Strategic approaches to enhanced health service delivery for Aboriginal and Torres Strait Islander people with chronic illness: a qualitative study
1 Poche Centre for Indigenous Health, University of Sydney, Sydney, Australia
2 Menzies Centre for Health Policy, University of Sydney, Sydney, Australia
3 Australian Primary Health Care Research Institute, Australian National University, Acton, Australia
4 Menzies Centre for Health Policy, Australian National University, Acton, Australia
BMC Health Services Research 2012, 12:143 doi:10.1186/1472-6963-12-143Published: 8 June 2012
Aboriginal and Torres Strait Islander people with chronic illness confront multiple challenges that contribute to their poor health outcomes, and to the health disparities that exist in Australian society. This study aimed to identify barriers and facilitators to care and support for Aboriginal and Torres Strait Islander people with chronic illness.
Face-to-face in-depth interviews were conducted with Aboriginal and Torres Strait Islander people with diabetes, chronic heart failure or chronic obstructive pulmonary disease (n-16) and family carers (n = 3). Interviews were transcribed verbatim and the transcripts were analysed using content analysis. Recurrent themes were identified and these were used to inform the key findings of the study.

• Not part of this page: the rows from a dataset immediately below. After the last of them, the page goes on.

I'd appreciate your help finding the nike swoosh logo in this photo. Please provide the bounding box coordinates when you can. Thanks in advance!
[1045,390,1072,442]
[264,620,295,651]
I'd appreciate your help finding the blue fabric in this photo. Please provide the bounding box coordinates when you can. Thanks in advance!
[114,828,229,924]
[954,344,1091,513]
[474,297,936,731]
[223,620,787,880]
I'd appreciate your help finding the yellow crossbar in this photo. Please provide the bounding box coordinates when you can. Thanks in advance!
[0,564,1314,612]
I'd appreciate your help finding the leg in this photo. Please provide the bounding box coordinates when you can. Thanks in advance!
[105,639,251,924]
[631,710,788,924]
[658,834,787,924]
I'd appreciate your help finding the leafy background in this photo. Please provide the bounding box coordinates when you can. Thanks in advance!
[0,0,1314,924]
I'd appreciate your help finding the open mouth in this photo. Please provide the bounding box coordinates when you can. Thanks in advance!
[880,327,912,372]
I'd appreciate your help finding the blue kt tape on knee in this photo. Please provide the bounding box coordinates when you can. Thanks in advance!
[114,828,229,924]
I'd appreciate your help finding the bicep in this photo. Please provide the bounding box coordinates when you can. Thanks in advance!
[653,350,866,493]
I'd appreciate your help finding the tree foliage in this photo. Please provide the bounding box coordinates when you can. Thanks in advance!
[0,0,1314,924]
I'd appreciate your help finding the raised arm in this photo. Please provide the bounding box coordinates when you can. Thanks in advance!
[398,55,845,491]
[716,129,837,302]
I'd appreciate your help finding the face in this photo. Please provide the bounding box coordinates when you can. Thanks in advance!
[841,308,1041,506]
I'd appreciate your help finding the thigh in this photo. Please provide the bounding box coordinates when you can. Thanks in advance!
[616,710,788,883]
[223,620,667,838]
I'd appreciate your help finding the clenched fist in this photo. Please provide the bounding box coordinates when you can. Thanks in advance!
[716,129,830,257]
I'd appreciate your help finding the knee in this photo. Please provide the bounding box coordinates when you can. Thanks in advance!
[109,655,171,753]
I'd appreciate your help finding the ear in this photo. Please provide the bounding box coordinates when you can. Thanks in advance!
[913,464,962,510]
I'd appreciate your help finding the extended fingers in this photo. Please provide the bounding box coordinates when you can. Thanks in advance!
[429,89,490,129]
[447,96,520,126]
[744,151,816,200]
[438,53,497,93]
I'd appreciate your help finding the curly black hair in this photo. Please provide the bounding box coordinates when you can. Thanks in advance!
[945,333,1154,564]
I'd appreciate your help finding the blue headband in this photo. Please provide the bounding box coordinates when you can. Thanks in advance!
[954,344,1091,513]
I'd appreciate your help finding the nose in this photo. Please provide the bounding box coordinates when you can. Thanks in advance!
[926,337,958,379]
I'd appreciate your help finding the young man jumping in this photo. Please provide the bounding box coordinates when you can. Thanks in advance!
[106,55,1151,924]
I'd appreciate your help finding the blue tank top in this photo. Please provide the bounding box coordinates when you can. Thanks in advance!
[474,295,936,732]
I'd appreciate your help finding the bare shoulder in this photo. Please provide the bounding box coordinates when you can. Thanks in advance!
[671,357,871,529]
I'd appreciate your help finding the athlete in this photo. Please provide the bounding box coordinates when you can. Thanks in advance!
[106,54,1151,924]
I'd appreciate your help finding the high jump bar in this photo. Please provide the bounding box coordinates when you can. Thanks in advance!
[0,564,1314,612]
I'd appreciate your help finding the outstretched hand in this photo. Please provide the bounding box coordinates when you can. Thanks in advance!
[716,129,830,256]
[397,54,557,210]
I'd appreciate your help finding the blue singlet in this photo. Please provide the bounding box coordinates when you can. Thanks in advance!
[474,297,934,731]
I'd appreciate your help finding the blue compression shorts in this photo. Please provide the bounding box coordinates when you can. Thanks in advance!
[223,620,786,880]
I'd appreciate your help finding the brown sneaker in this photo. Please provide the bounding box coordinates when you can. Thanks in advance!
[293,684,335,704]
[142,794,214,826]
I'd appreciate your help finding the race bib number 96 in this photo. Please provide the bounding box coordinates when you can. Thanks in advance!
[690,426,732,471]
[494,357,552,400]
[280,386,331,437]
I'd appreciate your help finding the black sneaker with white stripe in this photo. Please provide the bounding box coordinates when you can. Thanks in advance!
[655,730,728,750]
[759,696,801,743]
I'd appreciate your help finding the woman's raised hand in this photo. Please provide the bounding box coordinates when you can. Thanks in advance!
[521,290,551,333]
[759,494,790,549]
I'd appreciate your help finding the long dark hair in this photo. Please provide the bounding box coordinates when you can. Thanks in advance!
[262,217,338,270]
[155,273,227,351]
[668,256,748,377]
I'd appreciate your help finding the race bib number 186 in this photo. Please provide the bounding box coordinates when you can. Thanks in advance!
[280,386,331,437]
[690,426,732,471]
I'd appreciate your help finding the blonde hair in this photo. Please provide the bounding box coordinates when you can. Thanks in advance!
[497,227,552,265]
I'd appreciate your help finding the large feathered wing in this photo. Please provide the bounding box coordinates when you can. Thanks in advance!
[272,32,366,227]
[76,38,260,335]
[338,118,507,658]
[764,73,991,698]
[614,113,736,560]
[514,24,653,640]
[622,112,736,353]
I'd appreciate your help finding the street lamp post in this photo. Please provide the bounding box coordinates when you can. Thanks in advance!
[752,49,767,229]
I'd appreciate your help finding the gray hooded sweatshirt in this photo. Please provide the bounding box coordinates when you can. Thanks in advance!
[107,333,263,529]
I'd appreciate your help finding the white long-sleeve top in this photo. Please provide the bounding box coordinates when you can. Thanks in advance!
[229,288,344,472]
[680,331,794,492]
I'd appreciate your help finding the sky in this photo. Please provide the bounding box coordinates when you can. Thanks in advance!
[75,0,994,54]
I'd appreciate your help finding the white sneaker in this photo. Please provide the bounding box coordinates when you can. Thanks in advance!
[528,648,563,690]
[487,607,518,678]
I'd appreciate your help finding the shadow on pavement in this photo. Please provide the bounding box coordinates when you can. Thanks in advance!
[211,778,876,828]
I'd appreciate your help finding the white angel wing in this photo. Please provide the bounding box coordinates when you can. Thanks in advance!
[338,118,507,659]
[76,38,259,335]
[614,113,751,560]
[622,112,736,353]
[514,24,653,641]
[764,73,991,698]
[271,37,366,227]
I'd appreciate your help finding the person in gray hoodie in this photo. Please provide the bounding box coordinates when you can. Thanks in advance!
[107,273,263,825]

Participants reported both negative and positive influences that affected their health and well-being. Among the negative influences, they identified poor access to culturally appropriate health services, dislocation from cultural support systems, exposure to racism, poor communication with health care professionals and economic hardship. As a counter to these, participants pointed to cultural and traditional knowledge as well as insights from their own experiences. Participants said that while they often felt overwhelmed and confused by the burden of chronic illness, they drew strength from being part of an Aboriginal community, having regular and ongoing access to primary health care, and being well-connected to a supportive family network. Within this context, elders played an important role in increasing people’s awareness of the impact of chronic illness on people and communities.
Our study indicated that non-Indigenous health services struggled to meet the needs of Aboriginal and Torres Strait Islander people with chronic illness. To address their complex needs, health services could gain considerably by recognising that Aboriginal and Torres Strait Islander patients have a wealth of cultural knowledge at their disposal. Strategies to ensure that this knowledge is integrated into care and support programs for Aboriginal and Torres Strait Islander people with chronic illness should achieve major improvements.